10yrs TTC, 1 MC in that time, turned to IVF, was successful on our 4th tx. No longer needed to try as we had our miracle and along came a natural BFP, no stress, not trying, just no contraception (same as our 10yr TTC no contraception). He was born. Again we didn't use contraception as miracles don't come along in 3's. Natural BFP. This time instead of saying 'we told you if you relax it will happen' we got 'tie a knot in it' 'are you stupid?' Then we had a scan and our baby was dead. A miracle baby for us, a joke for others. I am hurting so much that this baby was seen as 'another one!?' I suffered years of infertility and losses. I hope that my history would give hope to others, not rub salt into wounds.

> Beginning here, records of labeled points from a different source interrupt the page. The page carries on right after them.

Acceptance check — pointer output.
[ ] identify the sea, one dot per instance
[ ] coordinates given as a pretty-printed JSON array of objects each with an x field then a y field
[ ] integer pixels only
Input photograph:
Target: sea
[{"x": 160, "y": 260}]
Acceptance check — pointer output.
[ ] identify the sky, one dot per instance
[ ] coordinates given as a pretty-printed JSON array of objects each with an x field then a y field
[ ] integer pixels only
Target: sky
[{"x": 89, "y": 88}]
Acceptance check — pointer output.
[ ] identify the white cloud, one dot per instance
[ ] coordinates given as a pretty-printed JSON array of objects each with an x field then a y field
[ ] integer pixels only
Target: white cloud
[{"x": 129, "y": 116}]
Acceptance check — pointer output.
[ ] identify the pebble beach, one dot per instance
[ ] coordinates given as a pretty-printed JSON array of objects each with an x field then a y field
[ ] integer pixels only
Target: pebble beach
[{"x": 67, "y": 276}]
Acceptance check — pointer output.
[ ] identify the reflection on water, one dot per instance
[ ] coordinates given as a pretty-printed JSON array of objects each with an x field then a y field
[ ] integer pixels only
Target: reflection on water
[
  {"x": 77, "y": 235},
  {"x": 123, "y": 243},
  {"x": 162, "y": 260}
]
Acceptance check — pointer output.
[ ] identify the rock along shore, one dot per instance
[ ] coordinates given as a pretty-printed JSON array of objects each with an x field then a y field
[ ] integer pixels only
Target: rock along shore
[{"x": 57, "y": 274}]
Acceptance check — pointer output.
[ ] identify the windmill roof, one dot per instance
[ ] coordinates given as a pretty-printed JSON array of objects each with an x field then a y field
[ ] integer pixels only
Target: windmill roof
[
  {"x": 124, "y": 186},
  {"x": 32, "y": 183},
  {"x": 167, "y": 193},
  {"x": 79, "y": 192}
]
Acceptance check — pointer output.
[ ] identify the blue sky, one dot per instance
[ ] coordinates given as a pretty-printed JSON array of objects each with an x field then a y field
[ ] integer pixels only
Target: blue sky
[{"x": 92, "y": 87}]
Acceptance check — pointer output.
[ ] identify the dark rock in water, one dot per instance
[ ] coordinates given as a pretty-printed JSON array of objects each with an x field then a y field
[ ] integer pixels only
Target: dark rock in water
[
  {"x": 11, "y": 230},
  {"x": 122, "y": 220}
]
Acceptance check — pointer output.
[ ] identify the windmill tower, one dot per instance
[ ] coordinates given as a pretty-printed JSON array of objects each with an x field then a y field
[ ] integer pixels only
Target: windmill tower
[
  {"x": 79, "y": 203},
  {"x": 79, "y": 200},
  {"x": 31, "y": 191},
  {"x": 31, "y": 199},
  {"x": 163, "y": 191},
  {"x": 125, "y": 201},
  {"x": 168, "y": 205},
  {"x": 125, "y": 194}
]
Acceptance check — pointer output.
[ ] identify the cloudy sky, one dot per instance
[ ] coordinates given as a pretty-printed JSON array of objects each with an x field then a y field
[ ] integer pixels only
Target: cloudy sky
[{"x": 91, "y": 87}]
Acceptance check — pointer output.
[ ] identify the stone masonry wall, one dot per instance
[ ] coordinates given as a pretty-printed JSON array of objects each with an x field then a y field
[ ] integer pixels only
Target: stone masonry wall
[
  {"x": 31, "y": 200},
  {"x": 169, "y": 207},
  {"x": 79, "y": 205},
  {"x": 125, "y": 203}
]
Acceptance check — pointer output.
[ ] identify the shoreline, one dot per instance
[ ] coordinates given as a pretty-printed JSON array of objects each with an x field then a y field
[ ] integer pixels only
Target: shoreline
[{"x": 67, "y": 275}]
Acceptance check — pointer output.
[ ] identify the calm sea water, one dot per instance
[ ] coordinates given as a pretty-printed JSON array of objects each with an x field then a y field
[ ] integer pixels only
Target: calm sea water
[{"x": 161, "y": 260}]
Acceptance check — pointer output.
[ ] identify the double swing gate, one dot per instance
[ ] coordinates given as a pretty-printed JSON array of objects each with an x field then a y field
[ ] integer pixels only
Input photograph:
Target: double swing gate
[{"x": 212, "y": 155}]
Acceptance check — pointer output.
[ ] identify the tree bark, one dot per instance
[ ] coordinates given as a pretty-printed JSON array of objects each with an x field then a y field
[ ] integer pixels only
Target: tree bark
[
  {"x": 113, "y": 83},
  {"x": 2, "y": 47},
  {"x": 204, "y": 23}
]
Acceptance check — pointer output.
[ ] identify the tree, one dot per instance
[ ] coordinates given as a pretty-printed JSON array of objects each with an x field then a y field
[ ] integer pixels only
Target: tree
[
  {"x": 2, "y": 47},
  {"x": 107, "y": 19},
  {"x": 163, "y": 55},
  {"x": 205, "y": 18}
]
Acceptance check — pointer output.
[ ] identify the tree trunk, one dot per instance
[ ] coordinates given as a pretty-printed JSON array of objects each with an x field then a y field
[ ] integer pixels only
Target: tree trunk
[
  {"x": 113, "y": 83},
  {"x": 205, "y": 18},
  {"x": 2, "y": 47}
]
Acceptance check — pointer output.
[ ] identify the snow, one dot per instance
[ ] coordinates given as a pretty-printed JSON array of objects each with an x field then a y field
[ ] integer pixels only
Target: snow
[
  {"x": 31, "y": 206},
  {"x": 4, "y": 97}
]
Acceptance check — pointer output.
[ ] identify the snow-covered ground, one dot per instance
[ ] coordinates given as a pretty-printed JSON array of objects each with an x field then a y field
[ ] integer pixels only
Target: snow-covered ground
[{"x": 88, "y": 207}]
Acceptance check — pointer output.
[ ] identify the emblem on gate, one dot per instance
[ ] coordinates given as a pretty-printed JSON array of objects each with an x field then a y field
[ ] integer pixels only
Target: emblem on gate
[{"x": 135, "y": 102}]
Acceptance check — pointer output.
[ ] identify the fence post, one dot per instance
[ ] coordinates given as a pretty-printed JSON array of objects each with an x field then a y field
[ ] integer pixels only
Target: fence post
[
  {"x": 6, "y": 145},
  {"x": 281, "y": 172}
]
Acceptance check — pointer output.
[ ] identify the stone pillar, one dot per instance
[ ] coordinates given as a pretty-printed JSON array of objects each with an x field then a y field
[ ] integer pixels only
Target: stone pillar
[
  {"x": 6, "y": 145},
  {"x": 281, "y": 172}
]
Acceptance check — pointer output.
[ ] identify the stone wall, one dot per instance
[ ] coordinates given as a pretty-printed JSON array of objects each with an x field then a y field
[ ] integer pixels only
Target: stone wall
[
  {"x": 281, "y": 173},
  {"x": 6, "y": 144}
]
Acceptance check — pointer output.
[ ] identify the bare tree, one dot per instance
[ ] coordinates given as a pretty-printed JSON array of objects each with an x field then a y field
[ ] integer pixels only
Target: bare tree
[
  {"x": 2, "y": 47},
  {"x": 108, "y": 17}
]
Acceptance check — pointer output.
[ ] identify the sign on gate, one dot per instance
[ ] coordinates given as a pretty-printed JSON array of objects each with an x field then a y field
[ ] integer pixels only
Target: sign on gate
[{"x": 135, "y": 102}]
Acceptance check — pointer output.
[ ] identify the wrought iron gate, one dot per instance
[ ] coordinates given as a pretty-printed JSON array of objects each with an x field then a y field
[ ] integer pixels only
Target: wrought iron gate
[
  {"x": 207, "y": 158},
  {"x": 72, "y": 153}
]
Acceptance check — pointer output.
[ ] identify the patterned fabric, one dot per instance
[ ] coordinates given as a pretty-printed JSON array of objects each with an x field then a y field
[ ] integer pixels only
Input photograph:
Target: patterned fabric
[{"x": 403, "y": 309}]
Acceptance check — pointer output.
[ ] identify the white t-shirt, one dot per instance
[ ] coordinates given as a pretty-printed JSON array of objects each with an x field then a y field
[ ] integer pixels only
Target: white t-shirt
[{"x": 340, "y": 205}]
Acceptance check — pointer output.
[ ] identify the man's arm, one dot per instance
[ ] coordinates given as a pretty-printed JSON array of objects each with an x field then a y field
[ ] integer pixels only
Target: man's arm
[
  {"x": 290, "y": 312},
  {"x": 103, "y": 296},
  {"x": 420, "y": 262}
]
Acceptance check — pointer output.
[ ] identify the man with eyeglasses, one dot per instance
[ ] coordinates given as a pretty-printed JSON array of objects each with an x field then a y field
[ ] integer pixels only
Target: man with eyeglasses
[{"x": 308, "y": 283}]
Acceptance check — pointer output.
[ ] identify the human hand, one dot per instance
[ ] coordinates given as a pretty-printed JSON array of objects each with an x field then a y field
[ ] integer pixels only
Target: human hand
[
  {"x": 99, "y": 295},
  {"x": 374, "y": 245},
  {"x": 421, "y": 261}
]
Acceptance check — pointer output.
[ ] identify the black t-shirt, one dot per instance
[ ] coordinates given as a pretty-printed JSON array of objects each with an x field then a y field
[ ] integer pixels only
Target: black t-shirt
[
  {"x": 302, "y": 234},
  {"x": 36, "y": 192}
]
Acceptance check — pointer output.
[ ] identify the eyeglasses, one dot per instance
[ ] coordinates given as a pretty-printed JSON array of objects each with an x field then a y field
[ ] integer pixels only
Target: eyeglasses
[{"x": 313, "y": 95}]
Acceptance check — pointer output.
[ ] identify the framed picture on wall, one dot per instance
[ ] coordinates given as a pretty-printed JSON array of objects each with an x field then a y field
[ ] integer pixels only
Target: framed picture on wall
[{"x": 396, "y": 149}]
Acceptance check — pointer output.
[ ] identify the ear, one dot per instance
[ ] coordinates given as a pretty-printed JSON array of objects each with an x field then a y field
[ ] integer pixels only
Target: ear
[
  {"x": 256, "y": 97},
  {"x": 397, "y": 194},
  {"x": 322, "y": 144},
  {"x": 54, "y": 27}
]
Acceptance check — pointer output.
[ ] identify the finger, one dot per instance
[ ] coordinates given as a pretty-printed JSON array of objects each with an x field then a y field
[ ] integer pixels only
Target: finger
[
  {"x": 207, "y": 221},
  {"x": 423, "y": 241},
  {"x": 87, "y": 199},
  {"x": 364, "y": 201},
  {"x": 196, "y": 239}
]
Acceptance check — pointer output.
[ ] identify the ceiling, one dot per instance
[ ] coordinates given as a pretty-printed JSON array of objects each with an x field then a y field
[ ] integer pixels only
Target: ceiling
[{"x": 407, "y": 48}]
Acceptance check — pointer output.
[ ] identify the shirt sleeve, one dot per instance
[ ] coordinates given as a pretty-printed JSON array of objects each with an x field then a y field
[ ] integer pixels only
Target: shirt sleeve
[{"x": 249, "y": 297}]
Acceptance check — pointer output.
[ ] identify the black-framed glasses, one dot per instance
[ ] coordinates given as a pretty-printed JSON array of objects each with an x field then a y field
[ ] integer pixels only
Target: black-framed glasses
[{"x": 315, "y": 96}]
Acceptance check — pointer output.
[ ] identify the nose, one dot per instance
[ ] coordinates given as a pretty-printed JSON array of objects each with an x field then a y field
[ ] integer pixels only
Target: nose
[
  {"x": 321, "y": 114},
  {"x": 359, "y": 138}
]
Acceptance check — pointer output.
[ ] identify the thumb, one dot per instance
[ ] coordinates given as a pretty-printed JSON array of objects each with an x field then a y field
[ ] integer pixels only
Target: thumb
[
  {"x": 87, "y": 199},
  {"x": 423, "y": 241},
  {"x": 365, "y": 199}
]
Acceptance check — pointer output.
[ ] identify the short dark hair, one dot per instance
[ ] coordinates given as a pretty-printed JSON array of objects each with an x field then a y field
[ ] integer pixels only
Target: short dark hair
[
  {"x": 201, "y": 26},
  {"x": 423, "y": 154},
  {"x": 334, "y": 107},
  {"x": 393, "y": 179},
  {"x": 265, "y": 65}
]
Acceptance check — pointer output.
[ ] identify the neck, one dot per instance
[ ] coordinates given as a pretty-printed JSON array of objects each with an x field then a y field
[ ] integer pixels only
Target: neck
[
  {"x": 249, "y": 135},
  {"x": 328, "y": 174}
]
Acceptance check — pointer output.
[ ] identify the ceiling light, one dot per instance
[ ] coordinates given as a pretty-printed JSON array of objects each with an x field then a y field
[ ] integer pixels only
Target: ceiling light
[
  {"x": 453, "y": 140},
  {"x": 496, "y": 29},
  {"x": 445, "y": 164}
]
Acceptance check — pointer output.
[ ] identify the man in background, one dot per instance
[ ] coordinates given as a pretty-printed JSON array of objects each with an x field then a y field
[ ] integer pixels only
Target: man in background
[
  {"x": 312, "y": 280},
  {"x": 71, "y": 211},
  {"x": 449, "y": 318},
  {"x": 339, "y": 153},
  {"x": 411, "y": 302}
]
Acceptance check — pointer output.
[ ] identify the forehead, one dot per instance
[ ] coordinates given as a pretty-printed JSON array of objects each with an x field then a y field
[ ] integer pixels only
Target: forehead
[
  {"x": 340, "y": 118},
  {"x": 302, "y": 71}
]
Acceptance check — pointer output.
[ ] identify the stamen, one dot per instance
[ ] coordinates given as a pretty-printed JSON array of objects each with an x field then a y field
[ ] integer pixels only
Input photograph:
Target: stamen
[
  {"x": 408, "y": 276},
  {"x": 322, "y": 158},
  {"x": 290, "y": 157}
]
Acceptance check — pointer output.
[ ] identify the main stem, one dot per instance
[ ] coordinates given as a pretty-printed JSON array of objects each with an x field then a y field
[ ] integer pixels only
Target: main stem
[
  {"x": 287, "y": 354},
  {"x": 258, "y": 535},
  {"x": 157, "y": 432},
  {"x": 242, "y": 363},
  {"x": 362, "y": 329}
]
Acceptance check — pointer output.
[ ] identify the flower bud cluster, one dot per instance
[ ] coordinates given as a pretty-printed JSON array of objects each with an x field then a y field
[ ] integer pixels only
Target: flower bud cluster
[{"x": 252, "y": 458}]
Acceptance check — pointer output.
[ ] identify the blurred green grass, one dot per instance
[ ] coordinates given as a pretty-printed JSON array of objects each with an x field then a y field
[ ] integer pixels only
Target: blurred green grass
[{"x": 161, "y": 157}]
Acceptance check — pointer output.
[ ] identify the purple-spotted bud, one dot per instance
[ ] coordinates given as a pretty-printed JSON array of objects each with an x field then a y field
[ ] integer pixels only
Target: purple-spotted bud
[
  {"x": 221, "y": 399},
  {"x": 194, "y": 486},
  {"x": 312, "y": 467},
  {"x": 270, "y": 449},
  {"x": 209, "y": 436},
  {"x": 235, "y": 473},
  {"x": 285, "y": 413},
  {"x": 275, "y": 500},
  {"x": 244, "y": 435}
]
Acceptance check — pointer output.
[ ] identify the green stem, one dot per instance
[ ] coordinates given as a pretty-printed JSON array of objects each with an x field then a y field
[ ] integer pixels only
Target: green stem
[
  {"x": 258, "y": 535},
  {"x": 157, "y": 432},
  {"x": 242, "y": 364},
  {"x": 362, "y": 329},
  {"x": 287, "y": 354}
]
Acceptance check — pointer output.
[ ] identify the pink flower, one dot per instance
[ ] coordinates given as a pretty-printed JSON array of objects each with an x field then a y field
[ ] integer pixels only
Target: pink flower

There is always hope.


----------



## ELKA82

Massive congratulations Keeping busy!!!!!! R u staying in Aberdeen?  I am really happy to hear stories like this. Unfortunatly not going to happen here


----------



## Dallydoll

I'm one of these woman, 6 yrs ttc, told no chance basically, 2 failed Ivfs, two amazing babies from my FET and then a total shock natural bfp after stopping breast feeding my youngest. I'm getting all "told you so, you just needed to relax" etc and it's doing my head in. All those times I heard about these women from others when in the pit of despair for those 6 years and now I'm going to be one that people talk about to others. It's very strange suddenly becoming a fertile infertile person, I do feel very  guilty. But I seriously never thought for one second it would happen, having to have open surgery because the doctor could not to keyhole due to the mess of my insides I just don't know how we managed it 10 years later and three stone heavier than when we first started ttc. Wishing lots of luck and love to everyone. Xx


----------



## crystaldaisy

Dallydoll said:


> I'm one of these woman, 6 yrs ttc, told no chance basically, 2 failed Ivfs, two amazing babies from my FET and then a total shock natural bfp after stopping breast feeding my youngest. I'm getting all "told you so, you just needed to relax" etc and it's doing my head in. All those times I heard about these women from others when in the pit of despair for those 6 years and now I'm going to be one that people talk about to others. It's very strange suddenly becoming a fertile infertile person, I do feel very guilty. But I seriously never thought for one second it would happen, having to have open surgery because the doctor could not to keyhole due to the mess of my insides I just don't know how we managed it 10 years later and three stone heavier than when we first started ttc. Wishing lots of luck and love to everyone. Xx


Don't feel guilty, Why would you feel guilty?! Unfortunately for some people a natural BFP can never be possible (myself included as my husband has no sperm) but for those it can happen for it's amazing. Congratulations. xx


----------



## MandyPandy

K jade said:


> I guess there is always a chance no matter how miniscule for the majority of IF couples
> But it's important to remember that there are a significant group who are tubeless /womb less /sperm less /ovary less.. Basically missing the vital ingredients or apparatus and for us we have to live with the fact there is no hope beyond treatment. Nor will there ever be any hope.
> Accepting there will never be that miracle no matter how small your chances is a tough pill to swallow


I don't think anyone is disputing that.  There are always going to be cases where sheer biology means it is never going to happen.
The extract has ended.